RG59. 75 Ohm impedance cable with a single inner conductor and a single shielded cable. The inner conductor is a solid , copper covered steel 20AWG inner conductor [wire]. The dielectric core is solid polyethylene material with a diameter of 0.145 inches. The outer conductor is a single braid copper wire of 34AWG with about 95 percent coverage. The cable covering is a PVC jacket with an outer diameter of 0.242 inches. General 75 ohm video usage up to 1GHz, with TNC or BNC cables specified by MIL-PRF-39012. The RG-59 cable has a weight of 3.5 pounds per 100 feet and an attenuation of 9dB per 100 feet [0.4GHz] to 16dB per 100 feet [1GHz].
50 or 75 Ohm Shielded Coax
The current military specification sheet that covers RG-59 is MIL-C-17-184 [part number M17/184-00001], which replaced MIL-DTL-17/29 [part number M17/29-RG59]. The specification sheet goes under; MIL-C-17/184; 75 Ohm Radio Frequency Flexible Coaxial Cable. RG-59 is used with RS-170, and SDI.
Rod Filler. A [paper] material placed inside a cable to fill the unused area not taken up by the wires running within the cable.
Semirigid. [Coax] A cable that uses a solid copper covering as a shield. Semi-rigid cable is bendable, but is normally pre-bent or shaped before use. The military specification MIL-DTL-28830 covers corrugated semirigid coaxial cable. Also MIL-DTL-129 [RG401], 130 and 133 covers semirigid coaxial cable.
Shielded Cable. Cable surrounded by a metallic covering intended to minimize the effects of electrical crosstalk interference or signal radiation.
Shielded Pair. A shielded pair is either a parallel wire pair or twisted pair over which a braid of copper wire has been applied.
Shielded Twisted Pair. A twisted pair is composed of two insulated conductors twisted together, with at least one metal braid covering the wires.
Socket Contact. A female-type contact designed to slip over a pin contact.
Strain Relief. A connector device that prevents the disturbance of the contact and cable terminations. A back-shell or cable clamp.
Stranded Conductor. A stranded conductor is a conductor composed of more than one wire.

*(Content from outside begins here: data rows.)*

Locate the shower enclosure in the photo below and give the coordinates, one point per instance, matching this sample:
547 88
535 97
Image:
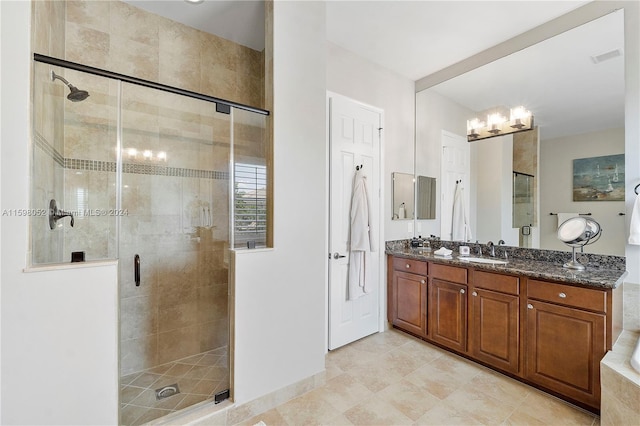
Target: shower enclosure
167 182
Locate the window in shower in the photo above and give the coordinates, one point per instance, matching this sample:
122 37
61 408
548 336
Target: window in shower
523 200
250 204
151 178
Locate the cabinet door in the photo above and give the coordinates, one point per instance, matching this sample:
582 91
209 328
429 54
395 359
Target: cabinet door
448 314
495 329
410 302
564 349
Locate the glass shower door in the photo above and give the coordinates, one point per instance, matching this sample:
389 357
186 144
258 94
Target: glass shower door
175 199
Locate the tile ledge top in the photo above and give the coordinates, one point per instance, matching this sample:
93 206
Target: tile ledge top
70 265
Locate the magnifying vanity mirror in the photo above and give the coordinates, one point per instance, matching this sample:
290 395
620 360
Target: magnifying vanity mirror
573 84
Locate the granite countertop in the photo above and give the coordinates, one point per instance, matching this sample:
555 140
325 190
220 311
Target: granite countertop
590 277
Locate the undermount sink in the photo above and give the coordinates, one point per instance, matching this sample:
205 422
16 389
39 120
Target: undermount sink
483 260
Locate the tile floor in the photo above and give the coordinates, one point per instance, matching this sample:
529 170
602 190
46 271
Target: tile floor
392 378
199 378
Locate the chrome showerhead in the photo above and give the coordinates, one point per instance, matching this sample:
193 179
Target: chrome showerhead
75 95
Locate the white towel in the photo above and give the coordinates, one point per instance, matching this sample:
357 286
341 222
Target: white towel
461 229
563 217
360 238
634 228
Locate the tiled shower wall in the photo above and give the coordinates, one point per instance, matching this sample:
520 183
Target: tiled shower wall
180 307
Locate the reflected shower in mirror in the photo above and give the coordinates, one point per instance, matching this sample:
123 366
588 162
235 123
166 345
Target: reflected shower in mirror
403 196
426 193
574 84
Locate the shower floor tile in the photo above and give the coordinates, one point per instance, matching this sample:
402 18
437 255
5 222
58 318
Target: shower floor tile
199 378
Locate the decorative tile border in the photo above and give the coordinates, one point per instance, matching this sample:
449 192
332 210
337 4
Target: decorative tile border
134 168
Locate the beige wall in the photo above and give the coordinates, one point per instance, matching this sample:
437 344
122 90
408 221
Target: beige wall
556 189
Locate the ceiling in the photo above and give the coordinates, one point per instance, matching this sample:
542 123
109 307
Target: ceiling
418 38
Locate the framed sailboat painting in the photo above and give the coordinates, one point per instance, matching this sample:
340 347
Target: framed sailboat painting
599 178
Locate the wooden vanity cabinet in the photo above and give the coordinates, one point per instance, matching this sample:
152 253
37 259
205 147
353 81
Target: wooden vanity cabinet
548 334
407 300
567 338
448 306
494 320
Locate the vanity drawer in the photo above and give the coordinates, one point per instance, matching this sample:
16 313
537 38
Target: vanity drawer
449 273
579 297
497 282
410 265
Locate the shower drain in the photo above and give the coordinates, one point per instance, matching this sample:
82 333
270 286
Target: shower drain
167 391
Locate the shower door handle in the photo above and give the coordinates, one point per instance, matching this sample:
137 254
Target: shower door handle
136 269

Triaxial Cable. A cable that is constructed the same as regular coaxial cables except for an additional interlayer of dielectric material over the outer conductor, over which is laid an extra shield, with the whole covered by a protective covering. RG307 [75 ohm] and RG402 [50 ohm] are examples of triaxial cables.
Triplex Cable. A cable using three insulated twisted cables made of either copper or aluminum wire and normally covered by an insulating jacket.
Twinaxial Cable. [Twinax] A cable with two conductors running down the long axial of the cable. A shielded coaxial cable with two central insulated conductors. The RG22 Cable is a twinaxial cable.
Twin cable. A cable constructed of individual inner conductors within individual dielectric cores within a common outer conductor, or may have individual inner conductors within a common outer core that may be filled-to-round [RG108, & RG111].
Twisted Pair. A twisted pair is composed of two insulated conductors twisted together. However a cable may have any number of twisted-pair wires within a single jacket.
Wire. A wire is a slender rod or filament of drawn metal.